Dear Reader,

As we usher in the Year of the Earth Pig, I would like to sincerely thank three groups of people chiefly responsible for the success of the NUS medical school – our alumni, our staff, and our students. In our quest to inspire health for everyone, the support and encouragement of our alumni is invaluable. Their generous contributions enable the School to enhance its mission of educating tomorrow’s healthcare professionals and to finding better ways of tackling disease.

 

Take Dr Oon Chiew Seng, for example. The centenarian’s abiding interest and compassion for the aged has seen her undertake a number of roles and responsibilities dedicated to advancing the cause of dementia patients. It has also spurred her to actively fund research into ageing-related illnesses here at NUS Medicine.


Our staff and students form the other two pillars of the School. Consider the work of our researchers, such as the team comprising Department of Microbiology and Immunology Assistant Professor John Chen, graduate students Ms Chiang Yin Ning and Ms Melissa Su and their collaborators from the University of Glasgow. In their report in Science magazine, they described a new way in which bacteria evolve, one that is a thousand times more efficient than any currently known mechanisms. Their insights will help scientists to better understand how bacteria can rapidly develop increasing virulence and antibiotic resistance.
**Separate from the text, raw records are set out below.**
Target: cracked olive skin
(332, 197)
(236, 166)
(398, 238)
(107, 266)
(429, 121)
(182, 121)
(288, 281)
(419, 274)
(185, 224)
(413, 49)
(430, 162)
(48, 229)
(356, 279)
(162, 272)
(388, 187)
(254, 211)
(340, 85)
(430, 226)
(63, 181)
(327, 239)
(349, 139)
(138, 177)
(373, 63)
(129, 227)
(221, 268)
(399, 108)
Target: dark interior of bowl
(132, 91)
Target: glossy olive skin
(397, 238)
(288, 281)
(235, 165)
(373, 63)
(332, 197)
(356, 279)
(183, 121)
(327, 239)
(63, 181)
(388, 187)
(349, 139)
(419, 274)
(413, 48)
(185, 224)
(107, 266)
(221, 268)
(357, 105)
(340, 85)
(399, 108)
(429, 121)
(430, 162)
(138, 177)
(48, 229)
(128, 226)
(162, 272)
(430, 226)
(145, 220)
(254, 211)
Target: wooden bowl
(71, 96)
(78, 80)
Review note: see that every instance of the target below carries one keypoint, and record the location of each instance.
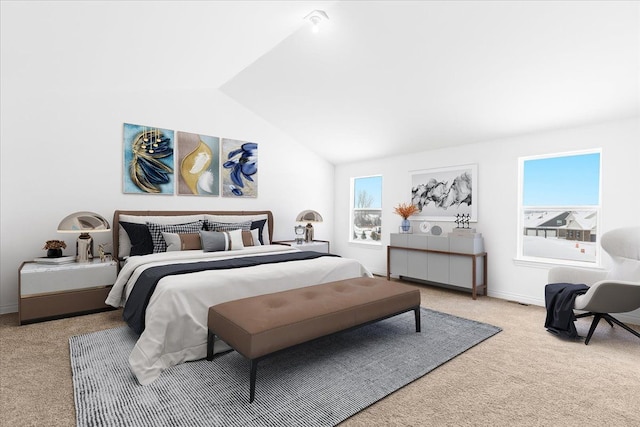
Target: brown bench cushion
(261, 325)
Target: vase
(54, 253)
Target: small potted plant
(54, 248)
(405, 210)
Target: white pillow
(236, 240)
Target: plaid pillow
(228, 226)
(156, 230)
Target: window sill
(546, 264)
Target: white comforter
(176, 317)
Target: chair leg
(596, 319)
(610, 319)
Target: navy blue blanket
(136, 305)
(559, 300)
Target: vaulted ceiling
(399, 77)
(381, 78)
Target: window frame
(522, 232)
(353, 209)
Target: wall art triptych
(161, 161)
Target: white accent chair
(613, 291)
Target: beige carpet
(522, 376)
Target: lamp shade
(309, 216)
(83, 222)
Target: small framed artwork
(444, 194)
(239, 168)
(198, 164)
(148, 160)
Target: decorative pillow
(156, 230)
(140, 237)
(227, 226)
(248, 239)
(235, 239)
(182, 242)
(124, 244)
(214, 241)
(259, 225)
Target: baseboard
(6, 309)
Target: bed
(169, 311)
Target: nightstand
(315, 245)
(54, 291)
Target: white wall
(61, 152)
(497, 196)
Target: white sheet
(176, 317)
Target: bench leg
(252, 379)
(210, 340)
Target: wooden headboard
(116, 220)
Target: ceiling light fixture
(316, 17)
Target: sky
(373, 186)
(572, 180)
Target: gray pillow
(214, 241)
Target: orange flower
(55, 244)
(405, 210)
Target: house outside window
(366, 210)
(559, 208)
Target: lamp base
(308, 233)
(84, 248)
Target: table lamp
(309, 216)
(83, 223)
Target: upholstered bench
(260, 326)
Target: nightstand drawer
(53, 291)
(63, 304)
(38, 279)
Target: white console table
(447, 260)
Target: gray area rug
(317, 384)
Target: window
(559, 208)
(366, 209)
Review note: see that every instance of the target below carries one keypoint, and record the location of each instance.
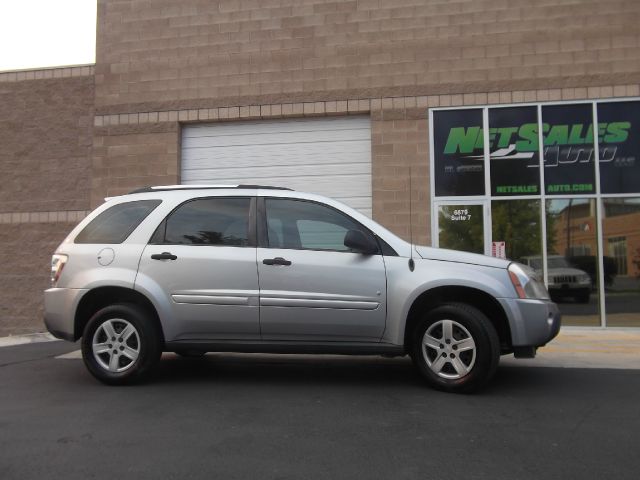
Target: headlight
(525, 282)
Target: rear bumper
(60, 305)
(533, 323)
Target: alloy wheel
(449, 349)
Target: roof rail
(165, 188)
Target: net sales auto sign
(568, 150)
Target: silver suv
(192, 270)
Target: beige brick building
(73, 135)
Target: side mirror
(360, 243)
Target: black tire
(457, 371)
(145, 341)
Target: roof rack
(164, 188)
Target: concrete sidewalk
(574, 347)
(580, 347)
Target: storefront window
(621, 233)
(458, 143)
(517, 224)
(568, 149)
(461, 228)
(513, 140)
(586, 254)
(619, 146)
(572, 261)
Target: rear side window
(207, 221)
(115, 224)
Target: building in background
(490, 108)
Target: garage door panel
(277, 154)
(328, 136)
(279, 171)
(329, 156)
(276, 126)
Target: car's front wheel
(456, 348)
(121, 344)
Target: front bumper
(60, 305)
(533, 322)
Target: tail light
(58, 262)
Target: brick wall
(197, 54)
(127, 157)
(46, 122)
(45, 133)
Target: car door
(201, 264)
(312, 287)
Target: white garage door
(329, 156)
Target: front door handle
(163, 256)
(276, 261)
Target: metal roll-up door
(330, 156)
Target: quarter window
(207, 221)
(115, 224)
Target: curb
(13, 340)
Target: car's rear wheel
(121, 344)
(456, 348)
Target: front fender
(404, 287)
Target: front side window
(298, 224)
(115, 224)
(207, 221)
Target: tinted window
(115, 224)
(619, 143)
(306, 225)
(513, 141)
(568, 149)
(458, 147)
(208, 221)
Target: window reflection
(621, 233)
(572, 268)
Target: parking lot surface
(311, 417)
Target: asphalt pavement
(234, 416)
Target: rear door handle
(163, 256)
(276, 261)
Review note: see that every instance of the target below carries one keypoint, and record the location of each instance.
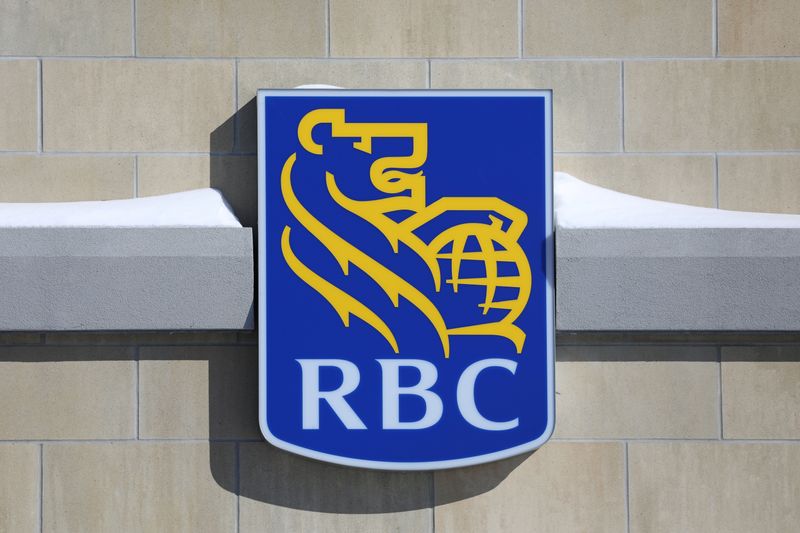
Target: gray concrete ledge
(109, 279)
(678, 279)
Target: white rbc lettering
(392, 391)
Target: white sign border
(549, 271)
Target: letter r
(312, 396)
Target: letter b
(392, 392)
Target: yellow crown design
(407, 189)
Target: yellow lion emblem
(407, 193)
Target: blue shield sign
(405, 275)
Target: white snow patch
(578, 204)
(317, 86)
(197, 208)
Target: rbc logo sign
(405, 275)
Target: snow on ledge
(578, 204)
(197, 208)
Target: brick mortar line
(721, 408)
(587, 59)
(236, 104)
(41, 487)
(129, 154)
(622, 104)
(40, 107)
(138, 394)
(627, 492)
(328, 28)
(715, 27)
(136, 176)
(716, 180)
(134, 44)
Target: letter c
(465, 394)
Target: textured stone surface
(126, 279)
(18, 100)
(616, 28)
(230, 28)
(647, 398)
(198, 392)
(285, 492)
(78, 27)
(31, 178)
(563, 486)
(19, 488)
(419, 28)
(761, 392)
(67, 393)
(678, 279)
(136, 105)
(137, 486)
(714, 486)
(768, 183)
(586, 96)
(762, 28)
(671, 178)
(698, 106)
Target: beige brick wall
(693, 101)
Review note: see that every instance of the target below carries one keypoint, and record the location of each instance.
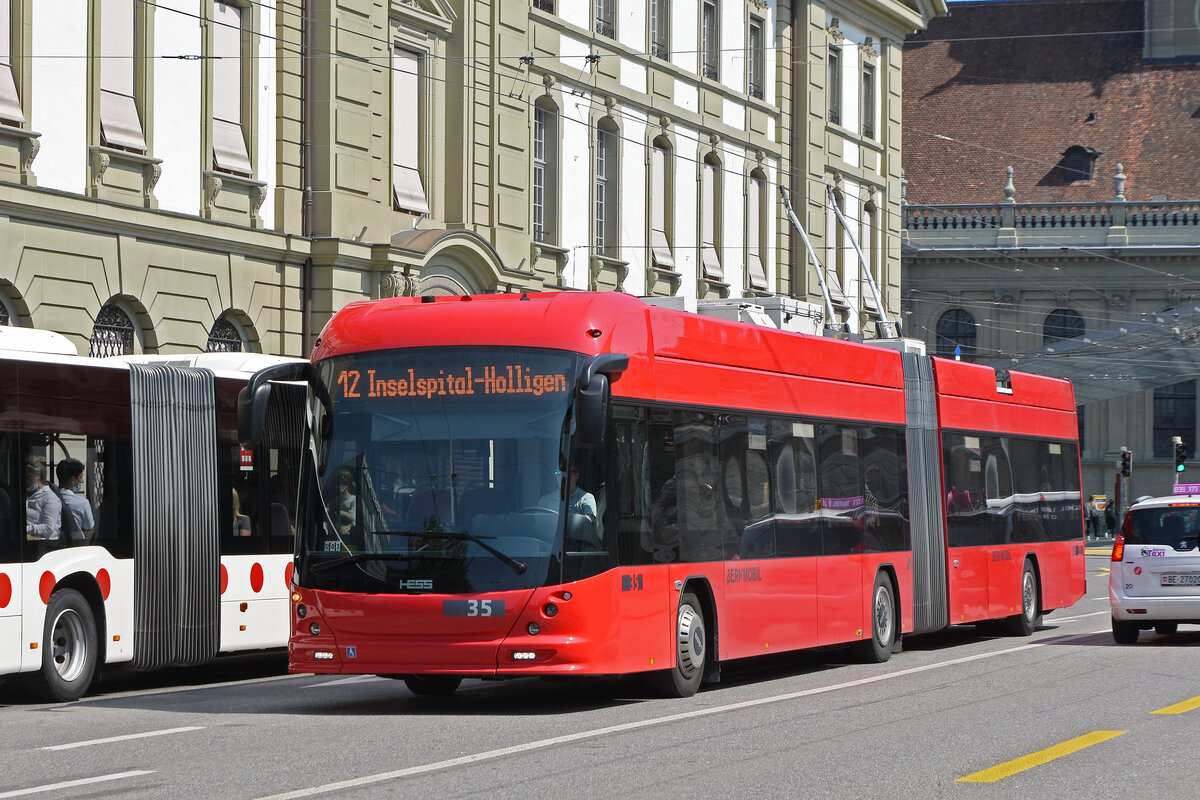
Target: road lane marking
(1008, 769)
(1072, 619)
(381, 777)
(1181, 708)
(353, 679)
(69, 785)
(126, 737)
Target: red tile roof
(1019, 83)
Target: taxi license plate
(1181, 579)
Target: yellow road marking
(1181, 708)
(1007, 769)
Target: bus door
(978, 491)
(843, 504)
(11, 530)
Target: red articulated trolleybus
(580, 483)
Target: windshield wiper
(358, 558)
(517, 566)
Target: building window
(756, 65)
(1077, 164)
(407, 190)
(957, 331)
(1175, 415)
(545, 166)
(10, 101)
(225, 337)
(660, 29)
(869, 245)
(711, 41)
(605, 22)
(756, 232)
(711, 218)
(833, 88)
(869, 101)
(112, 334)
(1061, 324)
(120, 126)
(607, 188)
(229, 152)
(661, 197)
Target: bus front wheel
(883, 623)
(691, 647)
(69, 647)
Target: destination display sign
(483, 380)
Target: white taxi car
(1156, 566)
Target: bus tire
(690, 642)
(70, 647)
(1125, 632)
(1030, 618)
(432, 685)
(883, 623)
And thanks to Associate Professor Justin Chu and his team from the Department of Microbiology and Immunology, non-invasive diagnosis of human diseases is now a reality. Following a study on using salivary micro RNA as a diagnostic marker for Hand,

Foot, and Mouth Disease (HFMD) in paediatric patients, they developed a rapid test for detecting HFMD using miRNA in saliva. This was done in collaboration with the Institute of Molecular and Cell Biology (IMCB) A*STAR, KK Women's and Children's Hospital, and Taiwan’s Chang Gung University. The team has accurately distinguished HFMD patients from healthy persons by around 90% in the Singapore cohort, and 80% in the Taiwanese cohort. And in case you think that NUS Medicine academics only live for their work, check out what Professor Rajendran K. from the Department of Anatomy does when he has time on his hands.


I have always been deeply impressed by the abilities of our students, in the classroom, on the sports field, and in the community. They shoulder heavy study loads, yet still find time to participate at the highest levels in sports competitions and serve in the community. Succeeding generations of our students have planned and run the Neighbourhood Health Service and Public Health Service since 2008. Both community service programmes cater to HDB residents and were entirely initiated by our students to help improve the health of Singaporeans. Similarly, other programmes like Project Happy Apples and the Tri-Generational Homecare initiatives seek to improve the well-being of important segments of the community. These are all truly heart-warming efforts that speak volumes about our students.


I trust you will enjoy reading all about our wonderful alumni, staff and students.


With my very best wishes for a healthy and happy Lunar New Year.